I have been working in IT for more years than I care to remember, but it seems that if you wait around long enough, technologies that I have used before, suddenly become the flavour of the month and re-appear with smart presentations from slick young people in nicely tailored suits to tell us all how different it all is this time.
This happened with virtualization, where if you are brutally honest , the only key difference to what IBM were doing decades ago, was that the technologists got it to run on the Intel architecture, with all it's horribly legacy memory management et al.
So to the cloud, which in essence is the ability to leverage the power and storage of a remote machine to achieve the task's that you were used to doing locally, sound familiar, it certainly does to me. Literally decades ago people used to share resources on an IBM mainframe to run their payroll or business finance systems, which would be physically a long way away - people couldn't afford their own mainframes - and people would attach via modems and dumb terminals.
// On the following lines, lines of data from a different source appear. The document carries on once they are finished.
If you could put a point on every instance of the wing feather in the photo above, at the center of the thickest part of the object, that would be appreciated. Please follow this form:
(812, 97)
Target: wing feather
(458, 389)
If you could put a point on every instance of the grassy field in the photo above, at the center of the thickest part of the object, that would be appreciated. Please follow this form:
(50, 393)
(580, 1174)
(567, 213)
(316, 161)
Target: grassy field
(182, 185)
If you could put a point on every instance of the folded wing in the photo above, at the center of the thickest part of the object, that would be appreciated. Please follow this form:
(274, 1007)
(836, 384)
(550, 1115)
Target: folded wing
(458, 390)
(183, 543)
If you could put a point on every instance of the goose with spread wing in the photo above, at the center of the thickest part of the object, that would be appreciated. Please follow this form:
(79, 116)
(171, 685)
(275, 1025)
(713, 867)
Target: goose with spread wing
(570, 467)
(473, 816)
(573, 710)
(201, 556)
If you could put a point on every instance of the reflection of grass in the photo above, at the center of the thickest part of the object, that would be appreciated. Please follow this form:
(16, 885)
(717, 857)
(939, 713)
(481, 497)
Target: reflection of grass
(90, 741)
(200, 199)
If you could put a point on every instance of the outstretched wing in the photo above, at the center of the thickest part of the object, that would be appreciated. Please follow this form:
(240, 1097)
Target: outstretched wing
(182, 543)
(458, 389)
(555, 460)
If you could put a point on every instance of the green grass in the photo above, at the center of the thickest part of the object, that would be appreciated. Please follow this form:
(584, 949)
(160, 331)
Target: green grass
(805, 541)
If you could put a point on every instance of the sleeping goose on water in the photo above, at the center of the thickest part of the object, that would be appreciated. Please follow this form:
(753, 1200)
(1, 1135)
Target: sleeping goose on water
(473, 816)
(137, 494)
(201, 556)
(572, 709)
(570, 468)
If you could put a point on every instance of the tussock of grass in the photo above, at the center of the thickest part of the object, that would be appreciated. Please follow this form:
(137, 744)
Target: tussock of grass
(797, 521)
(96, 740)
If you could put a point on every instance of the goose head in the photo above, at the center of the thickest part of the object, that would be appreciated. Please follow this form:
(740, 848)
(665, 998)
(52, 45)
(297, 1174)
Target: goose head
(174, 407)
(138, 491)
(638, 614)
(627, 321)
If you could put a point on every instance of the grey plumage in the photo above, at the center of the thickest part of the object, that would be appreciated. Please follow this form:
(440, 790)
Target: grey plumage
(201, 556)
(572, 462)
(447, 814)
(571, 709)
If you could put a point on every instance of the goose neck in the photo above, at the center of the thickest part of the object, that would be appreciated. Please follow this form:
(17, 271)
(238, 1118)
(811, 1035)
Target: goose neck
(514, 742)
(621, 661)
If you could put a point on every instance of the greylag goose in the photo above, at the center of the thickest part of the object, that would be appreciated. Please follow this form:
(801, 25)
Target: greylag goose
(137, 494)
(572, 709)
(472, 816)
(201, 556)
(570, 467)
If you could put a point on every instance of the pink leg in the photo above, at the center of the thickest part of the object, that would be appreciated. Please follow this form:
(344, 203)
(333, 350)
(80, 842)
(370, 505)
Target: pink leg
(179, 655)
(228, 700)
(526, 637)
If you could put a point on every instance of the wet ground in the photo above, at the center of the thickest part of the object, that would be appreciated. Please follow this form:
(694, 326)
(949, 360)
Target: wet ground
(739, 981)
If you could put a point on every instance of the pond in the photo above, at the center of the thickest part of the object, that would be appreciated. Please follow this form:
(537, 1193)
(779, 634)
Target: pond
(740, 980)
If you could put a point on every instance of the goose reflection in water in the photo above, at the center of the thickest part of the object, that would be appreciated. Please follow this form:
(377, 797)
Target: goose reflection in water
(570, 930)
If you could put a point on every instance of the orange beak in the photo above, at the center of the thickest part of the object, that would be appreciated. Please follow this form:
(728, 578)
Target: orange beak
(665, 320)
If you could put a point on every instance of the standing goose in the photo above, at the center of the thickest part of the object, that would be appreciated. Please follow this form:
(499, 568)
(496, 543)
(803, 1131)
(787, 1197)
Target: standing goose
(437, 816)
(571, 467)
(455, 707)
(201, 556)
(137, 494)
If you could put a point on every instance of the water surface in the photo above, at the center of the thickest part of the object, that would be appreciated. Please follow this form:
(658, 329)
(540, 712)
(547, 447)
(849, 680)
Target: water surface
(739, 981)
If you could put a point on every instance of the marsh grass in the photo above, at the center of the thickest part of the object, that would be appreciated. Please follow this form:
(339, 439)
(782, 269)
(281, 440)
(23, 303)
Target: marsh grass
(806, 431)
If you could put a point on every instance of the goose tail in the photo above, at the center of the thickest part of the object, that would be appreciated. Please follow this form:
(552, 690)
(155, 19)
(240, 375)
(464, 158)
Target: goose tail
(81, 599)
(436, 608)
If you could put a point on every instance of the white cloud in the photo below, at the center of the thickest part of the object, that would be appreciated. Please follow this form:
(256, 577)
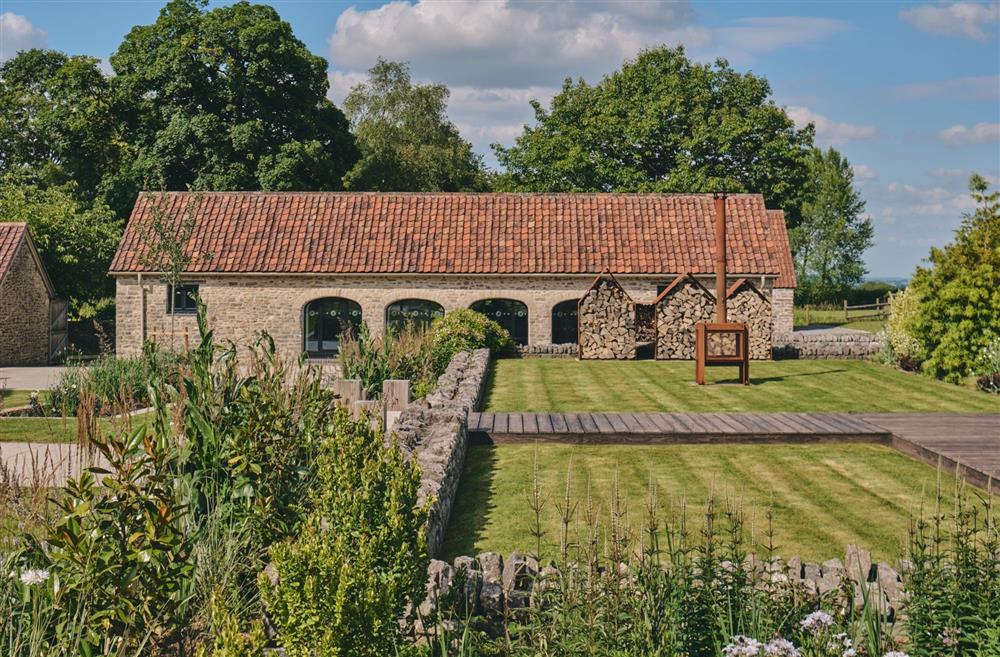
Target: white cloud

This is exactly what we are moving towards with the concept of the "Cloud is the machine". The local device can become significantly less powerful as all the real processing of the services is done remotely. This leads to much cheaper consumer devices, whether they be phones, iPads or netbooks. The services that people also want to use today are also becoming more and more central service orientated, things like YouTube, Twitter, Facebook, Blogging, Email, Instant Messaging etc.
I now their are many new technologies like HTML5 and improved Javascript performance that will improve the ability of the clients to do some work locally, but they are not going to be over tasked. The new breed of Intel Atom and ARM processors will be more than powerful enough to cope with the enhanced new GPU's that are appearing almost daily.
There will always be some tasks that are best suited to having a large powerful computer locally as their are many tasks that don't virtualize well, but we are talking about a small percentage for many users who today in 2010 consider the net to be the reason for owning a computer in the first place.